I’ve had a tough run lately. It started on Sunday night when my boy, Peyton Manning, threw a crucial pick that pretty much sealed the deal for the Saints. I should have realized that the Who’s impotent halftime display was a harbinger of things to come.

...and we get on our knees and pray...the Who won't play again.

Monday and Tuesday proceeded to be such horrendous days at work that the only way they could have gotten any worse would have been if the Who had actually shown up at my office, set up shop, and proceeded to play a perpetual loop of their Super Bowl medley. (By the way, did you hear that Austin Powers called Roger Daltrey after the performance? Apparently, he wanted his outfit back. And speaking of outfits, what was up with that little Blues Brothers number that Pete Townsend was sporting? Was he supposed to be Jake or Elwood?)

At least Tuesday night went fairly well, that is until Lovie and I heard the dreaded sound of cries from the monitor on the kitchen counter long after bedtime. It was A. “Did you catch that?” asked my beautiful wife.  “He’s calling for you.”

I was skeptical to say the least. It’s always Mommy they want, not me. But once my ear was right up to the monitor, I realized that Lovie was right. Our little guy was screaming “Dad-dy!”

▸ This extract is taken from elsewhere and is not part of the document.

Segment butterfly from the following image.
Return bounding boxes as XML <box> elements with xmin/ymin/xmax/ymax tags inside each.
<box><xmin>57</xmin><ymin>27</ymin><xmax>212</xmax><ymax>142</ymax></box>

So up I went to check on my monster, excited at the sure-to-come, nocturnal, father-son bonding session–almost giddy that A had requested me by name. Upon entering his room, I expected to be hailed as a super-hero, but instead, I wasn’t even acknowledged.

A

“MOMMY! MOMMY!” screamed A at the top of his lungs while pointing to his blanket which lay on the floor. It had fallen from his crib which meant that the earlier screams weren’t made by a kid longing for his “Dad-dy,” but rather by one who was jonesing for his “blank-ie.” I picked it up and handed it to him, thinking that would be that. Until A threw the blanket back down with a disapproving grunt.

“Mommy!” he demanded, none too pleased that I was the one negotiating the blanket debacle.

What I thought would be a bonding moment with my son had suddenly turned into a bad-behavior moment that rendered a punishable offense. I was obviously wrong earlier. My day had gotten worse. And it had nothing to do with the Who.

“You’re in time out for throwing your blankie,” I said sternly as I exited to the hallway. When I re-entered three minutes later, A’s cries had subsided, as had his insistence for his mommy.

“Poo-poo,” he said in a soft voice while grabbing at his bottom as I lifted him from the ground.

“Buddy, we don’t go poo-poo in our pull-up. We go poo poo in the potty like a big boy. Why didn’t you go poo-poo in the potty earlier? Hmmm?”

He answered with a blank stare before putting his tiny arms around my neck and burying his head in my shoulder. My oldest son and I remained frozen in that embrace for five wonderful minutes. When I finally changed him, I was shocked to find that he hadn’t gone to the bathroom at all.

He had told his first lie.

Children normally lie to get away with something bad, but A’s lie amounted to turning himself in for something he hadn’t even done. Why? So I’d talk about going poo-poo in the potty with him? So I’d change him even though he didn’t need changing?

As I kissed him goodnight on the nose, I stared into eyes that looked back at me with equal amounts of sleep and love until it dawned on me. Maybe, just maybe, during his time out, my little monster realized that he wanted a nocturnal, father-son bonding session. But that thanks to his poor behavior, the only thing he would receive was a post-punishment kiss as I laid him down for the night. Unless he acted fast, that is, and figured out a way to extend our time.

Some people tell little white lies, but A had just told me a timid little brown one. All so he could spend a few minutes resting his head on my shoulder. Lying to someone by saying you have a load of shit in your pants in order to draw that person closer would have never occurred to me. But then again, I don’t get stoked beyond belief every time I get to play with a zipper. Nor do I insist that all my bath towels be equipped with a hood. So who am I to judge?

Besides. It worked.

As I turned the corner on my way down the stairs, I looked out the window and was surprised to see heavy snowfall. I hadn’t realized we were expecting any. I love snow.

I smiled and continued down, suspecting that things were starting to turn around for me.